More fundamentally, just how smart should we let machines become? Artificial intelligence is constantly improving and could soon outpace the power of the human mind. What happens if we can no longer control the machines we create?
- In the next 10 years, will technology have a positive or negative impact on society?
- Should we try to use technology less?
- Design your own new gadget that could be exhibited at CES. Draw a diagram and label its special functions. What is it called? How does it work? What can it do? Present your design to the class.
- Read the first BBC piece in Become An Expert — it lists many of the technologies that are now on show. As a percentage, how many of the items do you think are useful? How many would you personally use?
Some People Say...
“Technology is a double edged sword. Fire can cook our food but also burn us.”Jason Silva
What do you think?
Q & A
- What do we know?
- As well as new gadgets, CES is also exhibiting upgrades on existing technologies. For example, there will be several keynote speeches on the planned 5G mobile network, which will give people access to extremely fast internet connections. Television manufacturers have also developed 8K TVs. These are 16 times the resolution of the current standard HD display (although some think that a normal human eye cannot tell the difference).
- What do we not know?
- How society’s relationship with technology will change. In a Pew survey of technology experts, 47% of respondents predicted that our well-being will be more helped than harmed by digital life in the next decade — 32% thought that technology would become more harmful.
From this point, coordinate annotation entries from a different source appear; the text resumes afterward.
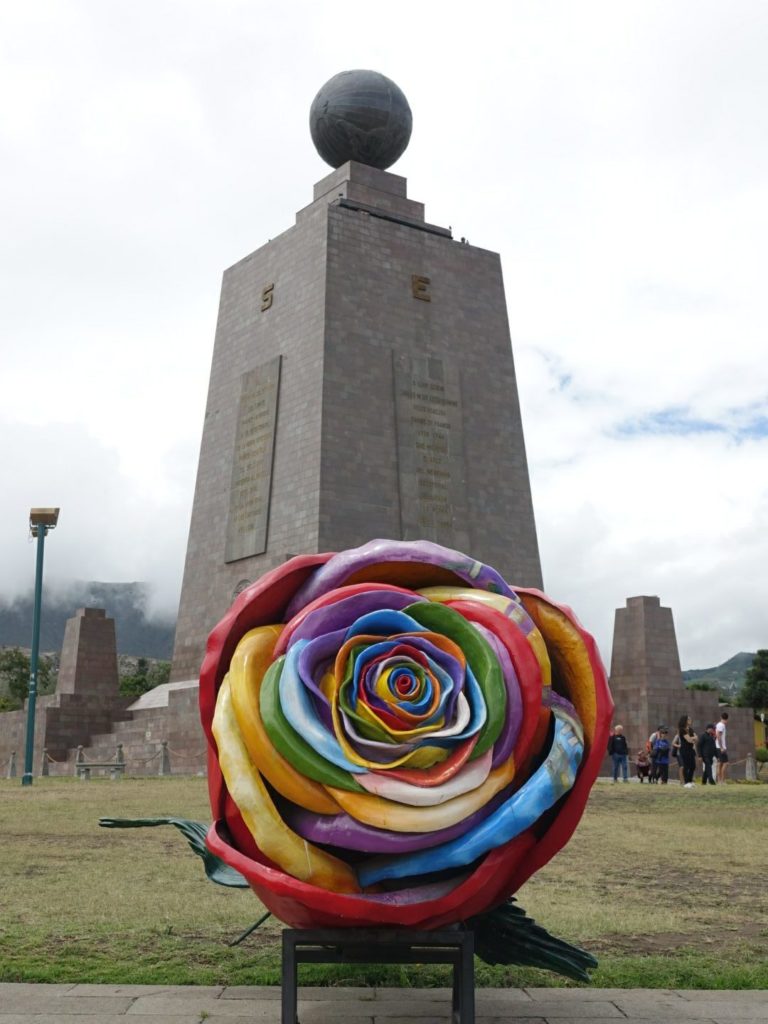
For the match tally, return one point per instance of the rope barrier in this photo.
(186, 757)
(145, 761)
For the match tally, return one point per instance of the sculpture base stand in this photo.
(355, 945)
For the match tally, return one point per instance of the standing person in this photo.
(660, 755)
(676, 741)
(649, 748)
(620, 752)
(708, 752)
(722, 747)
(688, 740)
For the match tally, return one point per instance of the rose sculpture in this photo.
(396, 736)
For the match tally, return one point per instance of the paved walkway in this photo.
(238, 1005)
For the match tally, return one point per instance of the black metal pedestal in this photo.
(381, 946)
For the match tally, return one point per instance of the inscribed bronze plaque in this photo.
(430, 451)
(252, 464)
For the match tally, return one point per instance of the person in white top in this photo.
(722, 745)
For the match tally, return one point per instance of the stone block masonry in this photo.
(361, 385)
(648, 688)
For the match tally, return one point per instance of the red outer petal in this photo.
(261, 604)
(302, 905)
(570, 809)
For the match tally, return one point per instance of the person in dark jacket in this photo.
(708, 752)
(660, 754)
(620, 753)
(686, 742)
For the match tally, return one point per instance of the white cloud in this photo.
(613, 154)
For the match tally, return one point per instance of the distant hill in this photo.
(125, 602)
(728, 677)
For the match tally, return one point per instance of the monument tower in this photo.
(361, 385)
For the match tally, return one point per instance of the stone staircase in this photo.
(142, 729)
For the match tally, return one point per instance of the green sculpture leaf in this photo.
(195, 833)
(507, 935)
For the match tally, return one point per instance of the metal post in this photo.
(27, 778)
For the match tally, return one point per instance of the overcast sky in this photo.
(613, 153)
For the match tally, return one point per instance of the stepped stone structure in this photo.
(363, 385)
(88, 712)
(647, 684)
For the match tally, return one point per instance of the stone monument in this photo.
(361, 384)
(647, 683)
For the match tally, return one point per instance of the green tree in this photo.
(14, 676)
(755, 690)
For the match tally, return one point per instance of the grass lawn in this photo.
(668, 887)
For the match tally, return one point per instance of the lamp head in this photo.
(42, 517)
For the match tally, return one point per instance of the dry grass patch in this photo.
(668, 887)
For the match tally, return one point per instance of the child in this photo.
(660, 755)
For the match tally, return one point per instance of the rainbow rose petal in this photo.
(397, 736)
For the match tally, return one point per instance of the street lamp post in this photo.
(41, 520)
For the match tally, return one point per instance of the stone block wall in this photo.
(647, 684)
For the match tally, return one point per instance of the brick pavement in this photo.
(65, 1004)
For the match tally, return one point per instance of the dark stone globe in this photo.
(363, 116)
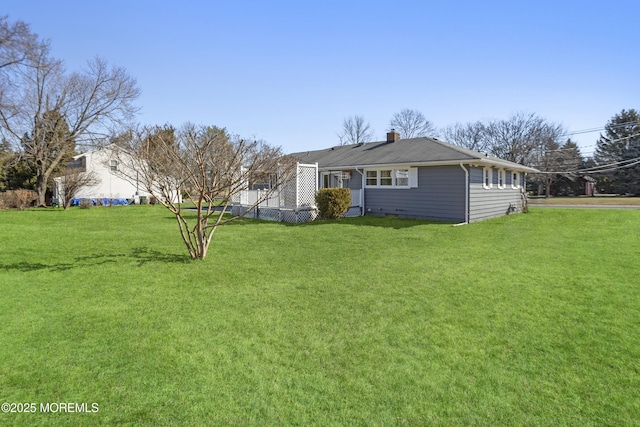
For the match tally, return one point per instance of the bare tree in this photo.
(523, 138)
(45, 112)
(206, 165)
(17, 43)
(73, 181)
(355, 131)
(411, 124)
(471, 135)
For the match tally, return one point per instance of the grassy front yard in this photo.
(523, 320)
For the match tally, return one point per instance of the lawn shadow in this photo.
(140, 255)
(360, 221)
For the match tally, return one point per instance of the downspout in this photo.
(361, 191)
(466, 195)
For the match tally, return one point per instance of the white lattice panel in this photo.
(307, 184)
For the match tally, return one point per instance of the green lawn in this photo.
(524, 320)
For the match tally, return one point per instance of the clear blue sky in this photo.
(289, 72)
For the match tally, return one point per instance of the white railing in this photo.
(251, 197)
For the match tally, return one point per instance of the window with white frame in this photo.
(402, 177)
(500, 178)
(391, 177)
(372, 178)
(487, 179)
(386, 178)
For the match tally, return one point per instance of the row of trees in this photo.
(46, 113)
(531, 140)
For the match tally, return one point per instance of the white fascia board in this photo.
(471, 162)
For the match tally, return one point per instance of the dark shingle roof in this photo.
(404, 151)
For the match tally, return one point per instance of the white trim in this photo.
(471, 162)
(391, 177)
(487, 177)
(501, 179)
(515, 183)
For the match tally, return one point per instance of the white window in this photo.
(487, 179)
(403, 178)
(386, 178)
(372, 178)
(515, 180)
(500, 178)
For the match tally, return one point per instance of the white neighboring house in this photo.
(117, 183)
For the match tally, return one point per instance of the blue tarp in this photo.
(102, 202)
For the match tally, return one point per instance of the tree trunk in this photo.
(41, 189)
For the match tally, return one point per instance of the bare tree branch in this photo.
(45, 112)
(411, 124)
(355, 131)
(208, 166)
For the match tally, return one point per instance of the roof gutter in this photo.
(361, 191)
(466, 195)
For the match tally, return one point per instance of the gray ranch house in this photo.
(412, 178)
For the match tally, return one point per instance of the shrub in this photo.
(17, 199)
(86, 204)
(333, 202)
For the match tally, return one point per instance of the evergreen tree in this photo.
(619, 146)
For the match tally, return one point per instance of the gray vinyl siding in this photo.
(489, 203)
(439, 196)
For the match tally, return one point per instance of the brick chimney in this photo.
(393, 136)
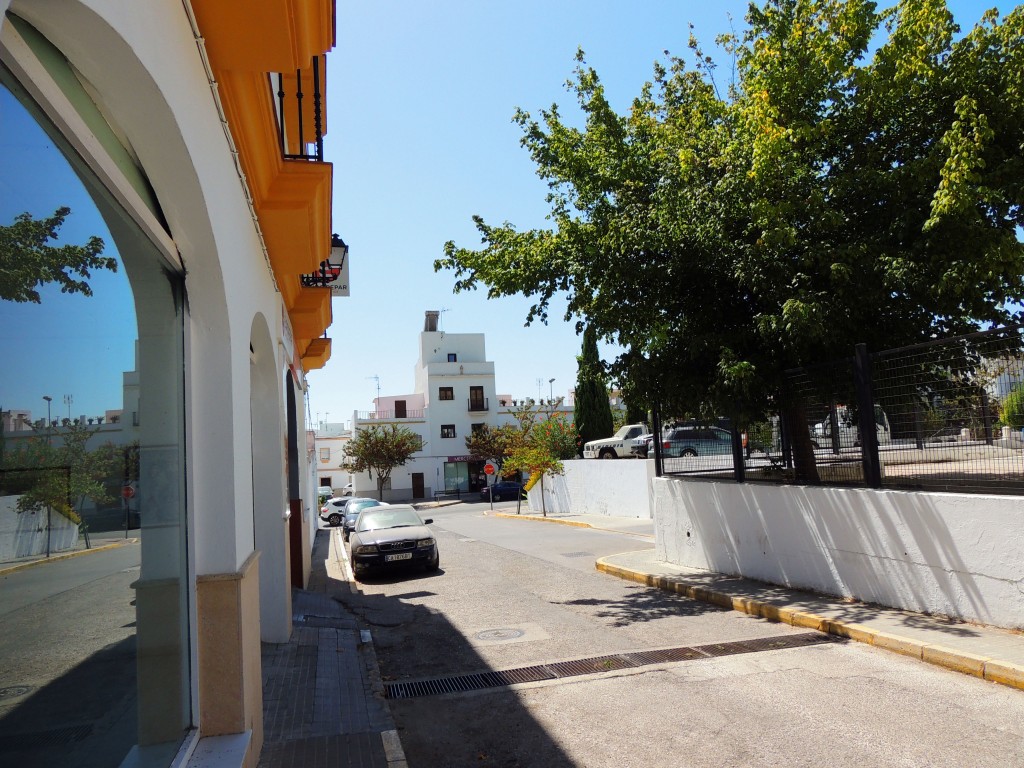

- The event was first held in 1967. At the time, it was dominated by the newest pocket radios and televisions. While cutting-edge TVs are still on display, its range of products has broadened extensively in recent years.
- This process has been called the “internet of things”. Linking everyday objects together through the internet could allow enormous amounts of data to be collected about our daily lives.
- According to research company Ovum, the number of active digital assistant devices (like Alexa or Google Assistant) in the world will reach 7.5 billion by 2021.
- Farhad Manjoo
- Read his full piece by following the New York Times link in Become An Expert.
- One device, called the UrgoNight, uses brain scanning to help you develop more regular sleep patterns.
- Self-driving cars are still some way from revolutionising transportation. Last year an Uber autonomous vehicle killed a pedestrian in a fatal collision.